By Brett Snider, Esq. on October 10, 2013 | Last updated on March 21, 2019

As trusts are becoming one of the most preferred means of passing on and preserving wealth, most Americans should know the difference between a revocable trust and irrevocable trust.

On the most basic level, the difference between these two legal documents or instruments is control of the trust's assets.

Here's a quick overview of what you need to know:

Revocable Trusts

A revocable trust is more commonly known as a living trust. This legal instrument is created during a person's life and is used to hold things like real property, business assets, and investments for the benefit of that person and his or her family.

What makes this trust "revocable" is that the person who creates the trust (the "grantor") can dissolve the trust at any point during his or her life.
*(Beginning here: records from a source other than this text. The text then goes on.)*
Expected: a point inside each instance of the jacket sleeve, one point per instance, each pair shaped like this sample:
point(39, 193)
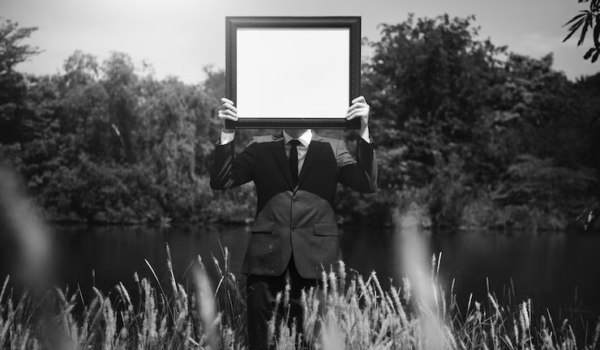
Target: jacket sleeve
point(227, 170)
point(360, 174)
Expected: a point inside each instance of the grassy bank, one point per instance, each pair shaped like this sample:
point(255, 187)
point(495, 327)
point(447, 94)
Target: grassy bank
point(357, 314)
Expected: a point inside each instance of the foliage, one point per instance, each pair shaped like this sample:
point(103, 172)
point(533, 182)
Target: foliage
point(452, 116)
point(585, 21)
point(357, 315)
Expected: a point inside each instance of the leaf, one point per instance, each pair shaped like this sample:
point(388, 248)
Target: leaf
point(589, 53)
point(588, 23)
point(597, 32)
point(575, 18)
point(573, 30)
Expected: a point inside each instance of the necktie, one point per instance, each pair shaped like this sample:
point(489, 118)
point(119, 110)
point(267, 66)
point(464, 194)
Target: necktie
point(293, 159)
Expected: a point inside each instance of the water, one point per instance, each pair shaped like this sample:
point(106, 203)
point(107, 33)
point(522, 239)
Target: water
point(559, 271)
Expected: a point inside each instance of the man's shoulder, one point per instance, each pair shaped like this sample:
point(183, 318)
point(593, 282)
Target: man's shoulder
point(330, 140)
point(264, 139)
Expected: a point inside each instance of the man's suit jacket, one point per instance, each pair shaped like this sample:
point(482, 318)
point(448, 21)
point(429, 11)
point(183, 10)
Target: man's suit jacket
point(298, 220)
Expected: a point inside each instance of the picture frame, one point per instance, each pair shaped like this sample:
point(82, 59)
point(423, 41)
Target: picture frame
point(293, 72)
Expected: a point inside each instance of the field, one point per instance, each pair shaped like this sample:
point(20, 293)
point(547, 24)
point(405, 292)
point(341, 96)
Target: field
point(357, 314)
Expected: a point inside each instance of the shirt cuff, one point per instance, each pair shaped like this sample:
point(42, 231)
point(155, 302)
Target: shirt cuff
point(227, 137)
point(365, 135)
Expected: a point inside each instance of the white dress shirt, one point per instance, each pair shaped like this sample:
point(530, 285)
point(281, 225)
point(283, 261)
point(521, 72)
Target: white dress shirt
point(304, 139)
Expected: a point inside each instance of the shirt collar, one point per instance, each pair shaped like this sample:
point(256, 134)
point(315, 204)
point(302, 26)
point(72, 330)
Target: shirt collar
point(304, 138)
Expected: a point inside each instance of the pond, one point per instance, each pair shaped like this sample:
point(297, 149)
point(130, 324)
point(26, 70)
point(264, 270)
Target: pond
point(558, 271)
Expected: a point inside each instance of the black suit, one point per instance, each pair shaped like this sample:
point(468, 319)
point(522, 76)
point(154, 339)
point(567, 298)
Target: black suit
point(294, 223)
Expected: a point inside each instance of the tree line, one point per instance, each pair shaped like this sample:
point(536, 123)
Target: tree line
point(474, 134)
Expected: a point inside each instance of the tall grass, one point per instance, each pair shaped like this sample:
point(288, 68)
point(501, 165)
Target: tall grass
point(346, 313)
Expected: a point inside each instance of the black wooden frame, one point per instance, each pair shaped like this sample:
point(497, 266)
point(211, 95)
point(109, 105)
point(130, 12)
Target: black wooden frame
point(233, 23)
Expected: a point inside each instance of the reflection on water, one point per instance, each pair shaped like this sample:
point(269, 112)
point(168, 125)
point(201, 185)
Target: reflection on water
point(554, 269)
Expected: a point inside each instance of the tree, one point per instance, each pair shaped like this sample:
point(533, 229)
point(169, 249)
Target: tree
point(13, 85)
point(585, 21)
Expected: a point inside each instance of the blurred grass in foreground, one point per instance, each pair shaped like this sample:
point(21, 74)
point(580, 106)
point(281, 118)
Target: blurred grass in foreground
point(357, 314)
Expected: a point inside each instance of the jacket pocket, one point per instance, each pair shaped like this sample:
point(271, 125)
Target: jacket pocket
point(326, 230)
point(264, 227)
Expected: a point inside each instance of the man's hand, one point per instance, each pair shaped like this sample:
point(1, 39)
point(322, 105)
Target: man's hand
point(359, 109)
point(227, 111)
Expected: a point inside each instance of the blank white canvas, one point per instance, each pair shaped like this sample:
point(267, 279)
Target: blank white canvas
point(293, 73)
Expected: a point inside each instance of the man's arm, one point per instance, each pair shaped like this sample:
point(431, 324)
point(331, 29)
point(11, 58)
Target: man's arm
point(228, 171)
point(360, 174)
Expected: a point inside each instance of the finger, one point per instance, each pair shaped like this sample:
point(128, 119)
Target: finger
point(357, 105)
point(353, 115)
point(226, 100)
point(229, 112)
point(359, 99)
point(230, 107)
point(362, 113)
point(226, 116)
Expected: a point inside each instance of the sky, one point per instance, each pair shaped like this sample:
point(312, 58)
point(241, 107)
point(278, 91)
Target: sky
point(180, 37)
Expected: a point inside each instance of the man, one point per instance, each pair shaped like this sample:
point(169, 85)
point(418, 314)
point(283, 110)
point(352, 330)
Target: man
point(295, 232)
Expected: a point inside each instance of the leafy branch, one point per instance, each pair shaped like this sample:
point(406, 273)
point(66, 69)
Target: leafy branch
point(585, 21)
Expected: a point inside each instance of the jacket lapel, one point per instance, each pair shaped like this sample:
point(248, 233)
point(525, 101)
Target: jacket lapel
point(313, 150)
point(282, 160)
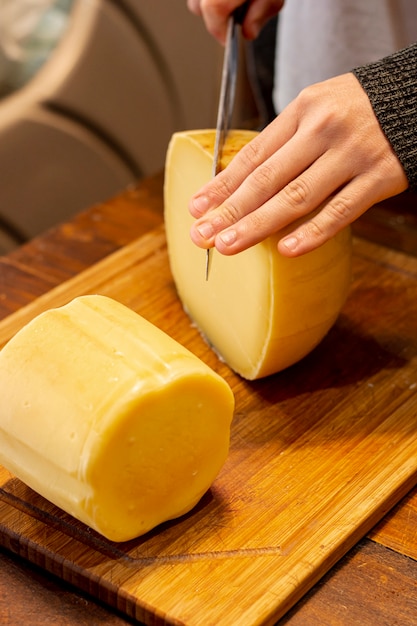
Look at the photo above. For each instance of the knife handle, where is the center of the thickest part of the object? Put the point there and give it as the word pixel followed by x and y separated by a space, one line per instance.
pixel 240 12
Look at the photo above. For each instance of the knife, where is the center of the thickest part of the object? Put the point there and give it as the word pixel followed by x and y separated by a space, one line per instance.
pixel 227 93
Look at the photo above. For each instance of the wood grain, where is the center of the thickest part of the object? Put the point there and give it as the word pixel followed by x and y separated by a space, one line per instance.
pixel 319 454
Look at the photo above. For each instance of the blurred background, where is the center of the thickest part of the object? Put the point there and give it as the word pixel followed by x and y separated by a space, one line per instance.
pixel 90 94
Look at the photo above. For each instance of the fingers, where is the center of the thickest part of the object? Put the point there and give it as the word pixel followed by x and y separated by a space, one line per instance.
pixel 236 225
pixel 215 14
pixel 254 155
pixel 258 14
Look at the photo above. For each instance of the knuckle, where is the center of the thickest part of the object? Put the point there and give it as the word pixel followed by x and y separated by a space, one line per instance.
pixel 341 209
pixel 264 176
pixel 297 193
pixel 230 213
pixel 254 153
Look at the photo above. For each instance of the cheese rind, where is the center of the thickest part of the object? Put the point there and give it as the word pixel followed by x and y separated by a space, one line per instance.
pixel 259 310
pixel 109 418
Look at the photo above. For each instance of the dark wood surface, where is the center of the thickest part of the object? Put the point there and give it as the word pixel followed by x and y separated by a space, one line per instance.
pixel 376 583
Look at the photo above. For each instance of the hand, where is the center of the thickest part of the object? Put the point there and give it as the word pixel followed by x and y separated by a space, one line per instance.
pixel 325 151
pixel 215 14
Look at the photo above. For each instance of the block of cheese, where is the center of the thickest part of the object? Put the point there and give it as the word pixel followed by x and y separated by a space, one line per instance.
pixel 261 312
pixel 109 418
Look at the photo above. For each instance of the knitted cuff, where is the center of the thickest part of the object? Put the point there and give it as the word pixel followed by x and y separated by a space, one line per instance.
pixel 391 86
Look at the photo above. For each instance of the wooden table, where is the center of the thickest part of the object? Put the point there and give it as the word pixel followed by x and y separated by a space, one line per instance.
pixel 375 583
As CNBC's Suze Orman likes to point out, "[e]veryone needs a living revocable trust," to ensure not only that one's assets are protected after death but also to protect those assets during life.

Business owners can also place their current businesses in revocable trusts, but it will not protect that business from creditors. In addition, larger trusts may require paying a third party trustee to manage a revocable trust's assets and its tax burdens.

A simple "pourover will" can ensure that any leftover assets not already in a revocable trust are transferred in, once that person dies.

Irrevocable Trusts

An irrevocable trust cannot be altered or dissolved after its creation without the permission of the trustee (the one responsible for the trust's assets) and all of the beneficiaries (the ones who receive support and money from the trust).

Many estate planners will suggest that a person create an irrevocable trust upon his or her death in order to make sure that the deceased's loved ones are taken care of.

The difficulty in changing or destroying the trust can ensure that misguided beneficiaries don't fight over or burn through limited trust funds, and the funds in the trust will be protected from the beneficiaries' creditors.

In the event that a person creates a living revocable trust and dies, then that trust will become an irrevocable trust.

No one likes to imagine his or her own demise, but planning for the future may involve either a revocable or irrevocable trust, in addition to a will. If you're still unsure which trust is right for you, consult with an experience estate planning attorney in your area.